Humans are not purely rational animals. If something can be automated, give it to the automatic system. Reason should design rules, not personally fight every night when tired.
From Being Shaped to Shaping Yourself
The illusory truth effect is interesting: the more often a statement is repeated, the more it can feel true, regardless of whether it is actually true.
This is sharper than the proverb about rumors becoming truth through repetition. It means that even without social pressure, repeated exposure can turn a sentence into familiarity, and familiarity can become default judgment.
This shows that people can be shaped. Advertising, propaganda, social circles, and recommendation algorithms all do this. They may not first change rational conclusions. They first change familiarity, default feeling, and fluency. Over time, outside voices can become feeling, then judgment, then self.
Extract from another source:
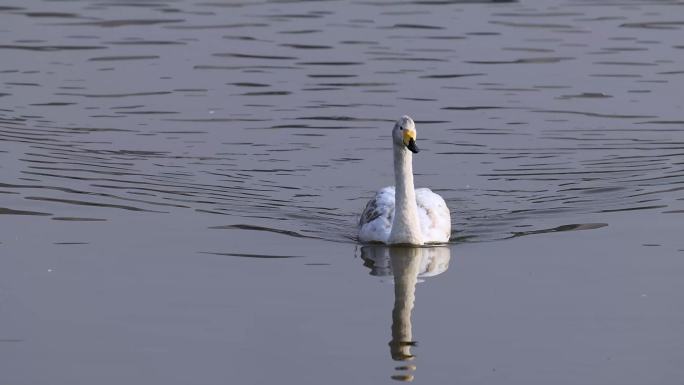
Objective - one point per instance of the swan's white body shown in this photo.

But if people can be passively shaped, they can also actively shape themselves.
The question is not whether I will be influenced. The question is what I choose to be influenced by.
A New Identity Feels Stupid at First
Li Xiaolai once described using self-talk to quit smoking by repeatedly saying: “I never smoke.”
At first, this sentence feels absurd because the current fact is the opposite. Consciousness protests: how can I say I never smoke when I still smoke?
That feeling of stupidity is the old self-model protesting. It does not prove the new script is invalid. It means the script has touched the boundary of the old identity.
“I never smoke” is not describing the current fact. It is installing a new identity script.
Sentences Must Be Executable
Useful self-training is not slogan shouting. It compresses a sentence into an action that can be executed immediately.
“I want self-discipline” is too abstract.
“I want to sleep earlier” is also too abstract.
A better sentence is:
Time’s up, shut it down.
It is not a wish. It is a trigger. When the signal appears, the action happens, without negotiation in the middle.
The Bell Is Not a Reminder, It Is a Switch
Pavlov’s dog shows a simple fact: signals can be trained into entrances for action.
For sleeping earlier, the chain can be:
time / alarm -> shut down computer -> leave desk -> sleepAt first, consciousness must connect the chain. After enough repetition, the signal no longer merely reminds. It becomes an action switch.
The key is consistency. If every alarm allows “just a little more,” what gets trained is not “alarm means shut down.” It is “alarm means negotiation begins.”